I Am Enough: Gratitude for Those Who Hurt Me Deeply

I Am Enough

There are times when I still think about one particular man and what our relationship could have been, and it still hurts.

But I’m grateful that he came into my life the way he did. And, also, that he left it the way he did–with his lies and manipulations being exposed. I’m also grateful to one of the women in his life who, through her own pain, came to me with the truth.

As much as it shattered my heart, it could’ve been so much worse, and there is no other way that I would ever have understood the connection between my father, my childhood, and so many of the decisions I’ve made as an adult had my relationship with this man not ended in the way that it did. It was because of him and trying to understand what had gone wrong that I was able to unlock the keys to my childhood wounds and make peace with them, as well as choices I had made in significant relationships, and put those to rest as well.

It was through these past two years, and coming to understand him and understand my father, that all of my questions of self-worth have finally been set aside so that I can now make room for people in my life who are less selfish, who have no hidden agendas, and are fully intentional towards showing me their love and support.

So I’m grateful to have had him in my life, for what I thought he was but was not. And for being the Rosetta Stone to understanding the untrue foundations I’ve built my life on since childhood and early understanding of what I thought life was, and what I thought my family believed, and what was drilled into me.

I have to thank my adversaries over the past year and more as well, although it’s been hard and chaotic and so stressful.

Two years ago, I had what they call “top cover.” I had a boss who supported everything I did and told me he would back me up no matter what, and did. I was allowed the freedom and creativity to make certain projects into successes, with no fear that he would squelch anything I wanted to do, and he allowed me to be successful. If I were ever in trouble, or about to be in trouble, or in fear of failure, I knew that he would step in and defend me, although that was seldom, if ever, needed.

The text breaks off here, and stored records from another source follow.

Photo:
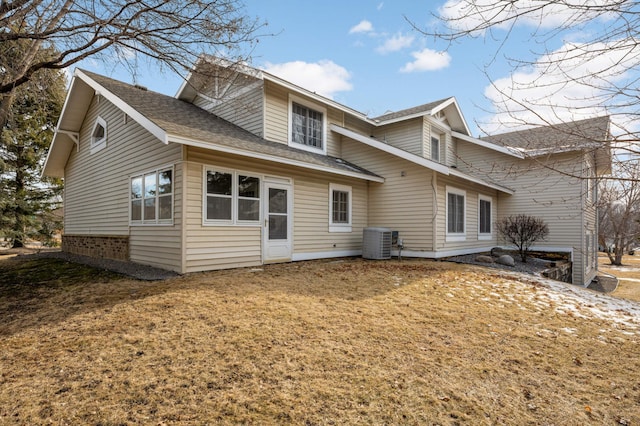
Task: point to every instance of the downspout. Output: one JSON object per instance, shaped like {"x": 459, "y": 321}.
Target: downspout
{"x": 434, "y": 218}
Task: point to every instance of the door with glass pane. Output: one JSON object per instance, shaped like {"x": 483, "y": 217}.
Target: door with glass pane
{"x": 277, "y": 223}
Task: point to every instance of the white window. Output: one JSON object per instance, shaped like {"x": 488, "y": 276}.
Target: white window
{"x": 456, "y": 214}
{"x": 435, "y": 147}
{"x": 340, "y": 208}
{"x": 307, "y": 125}
{"x": 484, "y": 217}
{"x": 152, "y": 198}
{"x": 99, "y": 135}
{"x": 231, "y": 197}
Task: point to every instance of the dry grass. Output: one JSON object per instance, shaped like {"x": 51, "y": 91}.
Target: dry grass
{"x": 628, "y": 275}
{"x": 348, "y": 342}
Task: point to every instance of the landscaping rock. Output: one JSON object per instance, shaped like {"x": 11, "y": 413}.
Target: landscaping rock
{"x": 497, "y": 251}
{"x": 484, "y": 258}
{"x": 505, "y": 259}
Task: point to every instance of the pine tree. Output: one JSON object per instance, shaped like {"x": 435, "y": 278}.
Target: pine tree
{"x": 26, "y": 201}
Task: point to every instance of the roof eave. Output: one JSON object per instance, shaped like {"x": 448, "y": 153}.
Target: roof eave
{"x": 273, "y": 158}
{"x": 504, "y": 150}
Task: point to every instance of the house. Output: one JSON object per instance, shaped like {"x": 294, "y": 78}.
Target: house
{"x": 242, "y": 168}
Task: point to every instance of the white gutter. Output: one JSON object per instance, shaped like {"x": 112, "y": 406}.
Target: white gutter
{"x": 274, "y": 158}
{"x": 375, "y": 143}
{"x": 489, "y": 145}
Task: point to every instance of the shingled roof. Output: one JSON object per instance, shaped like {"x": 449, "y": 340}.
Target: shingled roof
{"x": 186, "y": 121}
{"x": 576, "y": 135}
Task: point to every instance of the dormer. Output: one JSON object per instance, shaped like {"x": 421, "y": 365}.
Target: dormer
{"x": 424, "y": 130}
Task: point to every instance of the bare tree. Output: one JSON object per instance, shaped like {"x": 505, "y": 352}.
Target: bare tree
{"x": 171, "y": 33}
{"x": 522, "y": 231}
{"x": 595, "y": 74}
{"x": 619, "y": 211}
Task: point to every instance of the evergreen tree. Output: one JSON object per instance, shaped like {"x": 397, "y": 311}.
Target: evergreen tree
{"x": 27, "y": 201}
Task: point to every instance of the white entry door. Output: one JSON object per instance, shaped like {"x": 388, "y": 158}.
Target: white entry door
{"x": 277, "y": 236}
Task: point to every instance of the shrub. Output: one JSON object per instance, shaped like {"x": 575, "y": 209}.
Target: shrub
{"x": 522, "y": 231}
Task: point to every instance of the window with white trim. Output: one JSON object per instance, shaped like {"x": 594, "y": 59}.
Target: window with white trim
{"x": 307, "y": 125}
{"x": 456, "y": 214}
{"x": 484, "y": 217}
{"x": 435, "y": 147}
{"x": 152, "y": 198}
{"x": 231, "y": 197}
{"x": 98, "y": 135}
{"x": 340, "y": 208}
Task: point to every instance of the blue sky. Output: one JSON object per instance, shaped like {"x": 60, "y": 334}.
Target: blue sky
{"x": 367, "y": 56}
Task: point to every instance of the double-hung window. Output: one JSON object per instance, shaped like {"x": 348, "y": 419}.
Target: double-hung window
{"x": 484, "y": 217}
{"x": 152, "y": 198}
{"x": 339, "y": 208}
{"x": 231, "y": 197}
{"x": 435, "y": 147}
{"x": 307, "y": 126}
{"x": 456, "y": 214}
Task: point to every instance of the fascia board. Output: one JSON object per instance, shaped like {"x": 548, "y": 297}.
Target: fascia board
{"x": 318, "y": 98}
{"x": 391, "y": 149}
{"x": 466, "y": 177}
{"x": 147, "y": 124}
{"x": 454, "y": 102}
{"x": 273, "y": 158}
{"x": 488, "y": 145}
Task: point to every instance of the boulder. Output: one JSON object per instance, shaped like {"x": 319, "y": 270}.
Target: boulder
{"x": 497, "y": 251}
{"x": 484, "y": 258}
{"x": 505, "y": 259}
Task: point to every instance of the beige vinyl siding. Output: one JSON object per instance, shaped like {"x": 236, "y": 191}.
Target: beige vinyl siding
{"x": 276, "y": 125}
{"x": 540, "y": 191}
{"x": 161, "y": 245}
{"x": 277, "y": 117}
{"x": 217, "y": 247}
{"x": 356, "y": 124}
{"x": 451, "y": 150}
{"x": 97, "y": 185}
{"x": 214, "y": 247}
{"x": 406, "y": 135}
{"x": 402, "y": 203}
{"x": 243, "y": 108}
{"x": 471, "y": 240}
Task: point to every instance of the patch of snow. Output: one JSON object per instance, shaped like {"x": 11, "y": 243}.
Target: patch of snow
{"x": 580, "y": 302}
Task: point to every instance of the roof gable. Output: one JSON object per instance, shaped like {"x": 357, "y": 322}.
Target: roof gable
{"x": 575, "y": 135}
{"x": 177, "y": 121}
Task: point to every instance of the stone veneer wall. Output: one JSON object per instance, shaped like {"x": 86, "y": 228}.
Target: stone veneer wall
{"x": 101, "y": 246}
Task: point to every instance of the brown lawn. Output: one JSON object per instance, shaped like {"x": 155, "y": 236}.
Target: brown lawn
{"x": 628, "y": 275}
{"x": 340, "y": 342}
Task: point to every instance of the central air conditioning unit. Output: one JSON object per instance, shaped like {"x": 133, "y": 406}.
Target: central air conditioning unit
{"x": 376, "y": 243}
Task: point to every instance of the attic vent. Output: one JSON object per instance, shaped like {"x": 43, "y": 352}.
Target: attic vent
{"x": 376, "y": 243}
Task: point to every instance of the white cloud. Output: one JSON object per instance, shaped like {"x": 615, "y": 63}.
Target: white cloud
{"x": 363, "y": 26}
{"x": 395, "y": 43}
{"x": 572, "y": 83}
{"x": 465, "y": 15}
{"x": 324, "y": 77}
{"x": 427, "y": 60}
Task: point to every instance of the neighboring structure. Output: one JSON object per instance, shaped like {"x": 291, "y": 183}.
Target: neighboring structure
{"x": 243, "y": 168}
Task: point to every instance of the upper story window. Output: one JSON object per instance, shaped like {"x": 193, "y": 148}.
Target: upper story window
{"x": 152, "y": 198}
{"x": 435, "y": 147}
{"x": 307, "y": 126}
{"x": 99, "y": 135}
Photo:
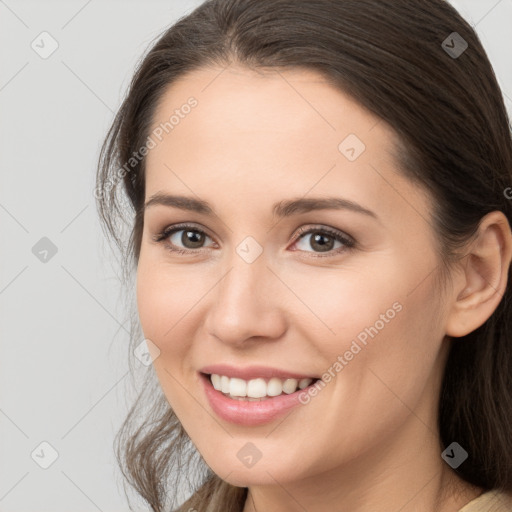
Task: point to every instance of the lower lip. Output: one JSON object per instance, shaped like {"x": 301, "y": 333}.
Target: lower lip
{"x": 249, "y": 413}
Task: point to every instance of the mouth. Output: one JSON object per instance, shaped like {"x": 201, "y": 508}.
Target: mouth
{"x": 263, "y": 400}
{"x": 259, "y": 388}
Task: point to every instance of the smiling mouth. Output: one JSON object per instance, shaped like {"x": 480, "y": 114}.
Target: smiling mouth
{"x": 257, "y": 389}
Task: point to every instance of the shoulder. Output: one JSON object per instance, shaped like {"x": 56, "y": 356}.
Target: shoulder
{"x": 490, "y": 501}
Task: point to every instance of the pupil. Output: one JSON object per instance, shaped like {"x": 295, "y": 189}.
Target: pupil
{"x": 319, "y": 239}
{"x": 192, "y": 237}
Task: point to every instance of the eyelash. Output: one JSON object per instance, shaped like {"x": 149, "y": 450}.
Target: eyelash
{"x": 348, "y": 242}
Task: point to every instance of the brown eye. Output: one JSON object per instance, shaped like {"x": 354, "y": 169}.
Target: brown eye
{"x": 323, "y": 240}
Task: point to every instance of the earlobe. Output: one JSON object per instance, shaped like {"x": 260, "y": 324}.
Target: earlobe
{"x": 479, "y": 287}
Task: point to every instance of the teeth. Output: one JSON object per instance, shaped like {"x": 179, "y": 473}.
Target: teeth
{"x": 256, "y": 389}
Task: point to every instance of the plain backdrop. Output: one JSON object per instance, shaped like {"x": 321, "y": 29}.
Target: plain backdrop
{"x": 63, "y": 352}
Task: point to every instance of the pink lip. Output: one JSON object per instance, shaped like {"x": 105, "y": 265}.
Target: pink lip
{"x": 253, "y": 372}
{"x": 248, "y": 413}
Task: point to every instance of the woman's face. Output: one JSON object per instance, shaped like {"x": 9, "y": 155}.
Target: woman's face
{"x": 338, "y": 286}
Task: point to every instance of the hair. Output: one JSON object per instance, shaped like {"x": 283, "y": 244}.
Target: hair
{"x": 453, "y": 139}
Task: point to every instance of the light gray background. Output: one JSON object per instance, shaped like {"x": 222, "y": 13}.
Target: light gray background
{"x": 63, "y": 354}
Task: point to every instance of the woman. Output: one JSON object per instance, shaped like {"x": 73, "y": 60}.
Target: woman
{"x": 321, "y": 241}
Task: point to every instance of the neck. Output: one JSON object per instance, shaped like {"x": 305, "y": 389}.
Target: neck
{"x": 392, "y": 477}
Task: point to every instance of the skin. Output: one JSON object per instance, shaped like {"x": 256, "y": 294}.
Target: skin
{"x": 368, "y": 441}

When he left, the people who hated the projects I worked with and the alliances I had made, stepped in to–in their words–choke me out and put an end to all of the projects and work I had accomplished, obliterating all those successes.

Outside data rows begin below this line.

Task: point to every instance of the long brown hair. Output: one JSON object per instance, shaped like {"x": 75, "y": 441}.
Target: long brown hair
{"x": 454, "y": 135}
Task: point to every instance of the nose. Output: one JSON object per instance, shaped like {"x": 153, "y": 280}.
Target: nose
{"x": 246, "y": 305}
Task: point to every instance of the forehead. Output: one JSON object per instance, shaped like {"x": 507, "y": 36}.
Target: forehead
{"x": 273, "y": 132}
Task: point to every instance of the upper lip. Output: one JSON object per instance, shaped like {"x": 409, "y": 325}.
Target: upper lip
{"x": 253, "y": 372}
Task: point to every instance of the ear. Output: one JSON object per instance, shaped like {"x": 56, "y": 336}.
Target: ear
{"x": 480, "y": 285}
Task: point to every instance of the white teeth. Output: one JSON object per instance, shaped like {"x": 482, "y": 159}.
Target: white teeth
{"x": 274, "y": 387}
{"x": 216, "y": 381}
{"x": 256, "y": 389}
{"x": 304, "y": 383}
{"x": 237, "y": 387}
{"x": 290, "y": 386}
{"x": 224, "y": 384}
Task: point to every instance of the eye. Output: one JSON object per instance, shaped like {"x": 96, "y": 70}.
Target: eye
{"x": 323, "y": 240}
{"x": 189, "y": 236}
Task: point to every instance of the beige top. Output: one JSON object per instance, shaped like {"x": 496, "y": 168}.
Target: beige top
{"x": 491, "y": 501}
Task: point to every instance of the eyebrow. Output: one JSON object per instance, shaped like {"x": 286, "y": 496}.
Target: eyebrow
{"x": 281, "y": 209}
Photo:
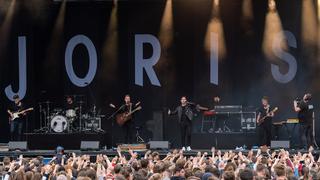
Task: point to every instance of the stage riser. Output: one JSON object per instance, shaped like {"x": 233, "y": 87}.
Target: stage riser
{"x": 223, "y": 141}
{"x": 68, "y": 141}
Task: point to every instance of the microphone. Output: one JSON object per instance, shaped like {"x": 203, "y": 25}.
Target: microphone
{"x": 137, "y": 104}
{"x": 191, "y": 103}
{"x": 112, "y": 106}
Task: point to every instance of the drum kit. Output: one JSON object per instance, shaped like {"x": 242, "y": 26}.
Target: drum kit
{"x": 68, "y": 120}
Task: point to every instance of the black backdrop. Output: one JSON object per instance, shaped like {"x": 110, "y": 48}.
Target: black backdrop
{"x": 244, "y": 73}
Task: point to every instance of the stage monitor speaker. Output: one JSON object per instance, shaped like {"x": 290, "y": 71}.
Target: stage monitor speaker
{"x": 159, "y": 144}
{"x": 280, "y": 144}
{"x": 89, "y": 145}
{"x": 17, "y": 145}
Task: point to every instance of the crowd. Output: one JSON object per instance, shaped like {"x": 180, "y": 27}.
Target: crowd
{"x": 230, "y": 165}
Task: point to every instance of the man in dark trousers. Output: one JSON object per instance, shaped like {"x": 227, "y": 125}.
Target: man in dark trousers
{"x": 185, "y": 116}
{"x": 16, "y": 125}
{"x": 305, "y": 111}
{"x": 264, "y": 120}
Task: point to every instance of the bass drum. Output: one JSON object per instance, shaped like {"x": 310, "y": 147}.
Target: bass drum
{"x": 59, "y": 124}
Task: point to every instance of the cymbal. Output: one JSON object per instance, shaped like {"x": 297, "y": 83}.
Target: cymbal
{"x": 46, "y": 102}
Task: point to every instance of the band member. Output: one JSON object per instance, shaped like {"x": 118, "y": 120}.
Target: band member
{"x": 185, "y": 116}
{"x": 127, "y": 107}
{"x": 69, "y": 103}
{"x": 16, "y": 125}
{"x": 304, "y": 110}
{"x": 219, "y": 120}
{"x": 264, "y": 121}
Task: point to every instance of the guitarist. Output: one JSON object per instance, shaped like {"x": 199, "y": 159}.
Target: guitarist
{"x": 17, "y": 124}
{"x": 305, "y": 112}
{"x": 128, "y": 126}
{"x": 264, "y": 118}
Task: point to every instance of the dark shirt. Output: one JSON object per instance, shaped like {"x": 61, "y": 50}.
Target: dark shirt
{"x": 263, "y": 112}
{"x": 305, "y": 114}
{"x": 16, "y": 108}
{"x": 184, "y": 117}
{"x": 70, "y": 106}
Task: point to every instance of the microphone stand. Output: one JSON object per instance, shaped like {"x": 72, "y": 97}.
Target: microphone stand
{"x": 112, "y": 122}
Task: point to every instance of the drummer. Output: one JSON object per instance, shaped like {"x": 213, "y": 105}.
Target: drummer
{"x": 69, "y": 103}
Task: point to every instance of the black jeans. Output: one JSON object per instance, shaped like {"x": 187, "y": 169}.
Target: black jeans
{"x": 16, "y": 127}
{"x": 186, "y": 127}
{"x": 265, "y": 133}
{"x": 127, "y": 127}
{"x": 306, "y": 138}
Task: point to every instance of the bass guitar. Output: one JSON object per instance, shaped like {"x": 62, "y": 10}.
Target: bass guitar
{"x": 261, "y": 120}
{"x": 16, "y": 115}
{"x": 126, "y": 116}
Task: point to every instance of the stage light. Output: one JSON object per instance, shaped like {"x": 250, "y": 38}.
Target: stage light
{"x": 52, "y": 53}
{"x": 273, "y": 26}
{"x": 309, "y": 24}
{"x": 110, "y": 47}
{"x": 215, "y": 26}
{"x": 166, "y": 28}
{"x": 166, "y": 36}
{"x": 319, "y": 10}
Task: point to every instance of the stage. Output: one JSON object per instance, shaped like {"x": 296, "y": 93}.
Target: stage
{"x": 4, "y": 152}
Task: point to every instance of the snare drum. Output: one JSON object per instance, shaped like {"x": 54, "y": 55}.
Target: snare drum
{"x": 59, "y": 123}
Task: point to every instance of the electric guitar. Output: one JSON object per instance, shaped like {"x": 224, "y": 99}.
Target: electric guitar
{"x": 261, "y": 120}
{"x": 126, "y": 116}
{"x": 16, "y": 115}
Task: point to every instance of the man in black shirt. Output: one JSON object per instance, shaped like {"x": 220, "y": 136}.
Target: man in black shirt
{"x": 264, "y": 121}
{"x": 127, "y": 107}
{"x": 305, "y": 119}
{"x": 185, "y": 115}
{"x": 16, "y": 125}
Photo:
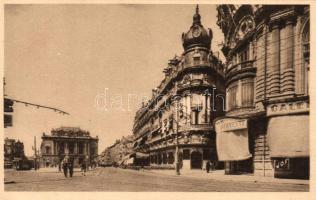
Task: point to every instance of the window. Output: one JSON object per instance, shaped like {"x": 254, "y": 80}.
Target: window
{"x": 47, "y": 150}
{"x": 186, "y": 154}
{"x": 244, "y": 55}
{"x": 206, "y": 154}
{"x": 196, "y": 60}
{"x": 247, "y": 92}
{"x": 232, "y": 97}
{"x": 305, "y": 71}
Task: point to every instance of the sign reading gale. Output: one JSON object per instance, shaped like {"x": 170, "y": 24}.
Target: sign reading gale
{"x": 287, "y": 108}
{"x": 230, "y": 125}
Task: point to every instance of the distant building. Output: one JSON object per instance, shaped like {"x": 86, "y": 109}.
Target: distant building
{"x": 8, "y": 109}
{"x": 13, "y": 152}
{"x": 115, "y": 153}
{"x": 181, "y": 111}
{"x": 73, "y": 141}
{"x": 266, "y": 127}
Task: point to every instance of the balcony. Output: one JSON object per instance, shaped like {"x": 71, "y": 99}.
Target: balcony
{"x": 196, "y": 127}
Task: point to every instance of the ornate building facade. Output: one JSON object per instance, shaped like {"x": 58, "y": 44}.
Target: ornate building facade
{"x": 176, "y": 123}
{"x": 115, "y": 154}
{"x": 73, "y": 141}
{"x": 266, "y": 78}
{"x": 13, "y": 152}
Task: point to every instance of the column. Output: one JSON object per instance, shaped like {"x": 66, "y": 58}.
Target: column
{"x": 287, "y": 54}
{"x": 273, "y": 68}
{"x": 84, "y": 148}
{"x": 54, "y": 148}
{"x": 66, "y": 147}
{"x": 76, "y": 148}
{"x": 189, "y": 108}
{"x": 260, "y": 64}
{"x": 206, "y": 108}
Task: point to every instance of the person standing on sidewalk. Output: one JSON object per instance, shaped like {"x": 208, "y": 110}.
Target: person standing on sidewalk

And yet, they have not been successful in destroying everything I’ve worked for. I’ve had to forge new relationships with new bosses, find common ground and new successes. I’ve done it without having to turn to my old top cover or beg for help from anyone else. I’ve had to step forward, a thousand times stronger than I had been before, dig in, and ensure that the things that made me happy were not taken away.

There are many times in the past year when I’ve had to hold my own and hold it all alone. I’ve lived under the threat of losing my job or of having to move to a position that would’ve bored me to tears and straight into retirement early. Without exception, it would’ve been easier, in every instance, and at every point in time, to have given in, given up, stepped down or walked away from what I thought was the right thing to do. My strength, in getting through these last few curves and nooks of this long, dark tunnel, has come from understanding where I came from and the shadows of the relationship with my dad, my extended dysfunctional family, and the things I’ve believed about myself all my life that were true, and the things that were not that have held me back.

Some people have called me fearless. Others have called me disrespectful. But it all comes from one place deep inside me. There are things that my enemies, adversaries, and those who would hurt me, emotionally and otherwise, can never do to me because they were done so long ago and they cannot be repeated in that same way.

They will never witness a three-year-old Lorna being buried alive, or pull me out of the mud and muck.

They will never beat my four-year-old body until I am rushed to the emergency room with kidney damage.

They will never force their way into a doctor’s office with five-year-old Lorna in their arms, still bleeding from the bites of a reactive dog who tried to tear her throat out and tell her how, surely, she did something to provoke the dog attack.

They will never tell my seven-year-old self that my beloved Grandma is dying of cancer and that it’s all my fault.

They will never tell me, at 12 years old, that I should be ashamed of myself for trying to get out of going off alone with their favorite uncle, who just happens to be a known pedophile who has been molesting me for years.

No matter what any adversary or opponent might ever do to me, these things they can never do.

And, from that, I draw strength.

It’s not that I am fearless. It is that I know what I’m made of. And that all times I’ve been told in my life that I was not “enough,” that these were the lies and manipulations of dysfunctional people who don’t deserve a place at the table of my life.

These are the people I’ve spent my life trying to please, trying to be enough for.

I am enough. I always was.

And this is what I know, here at the end of the dark tunnel, stepping into the light.

No longer staring into the sun and blinking, blindly, but seeing everything around me fresh and anew and that the light around me now comes from within.

Key Takeaway: There’s always a light at the end of the tunnel.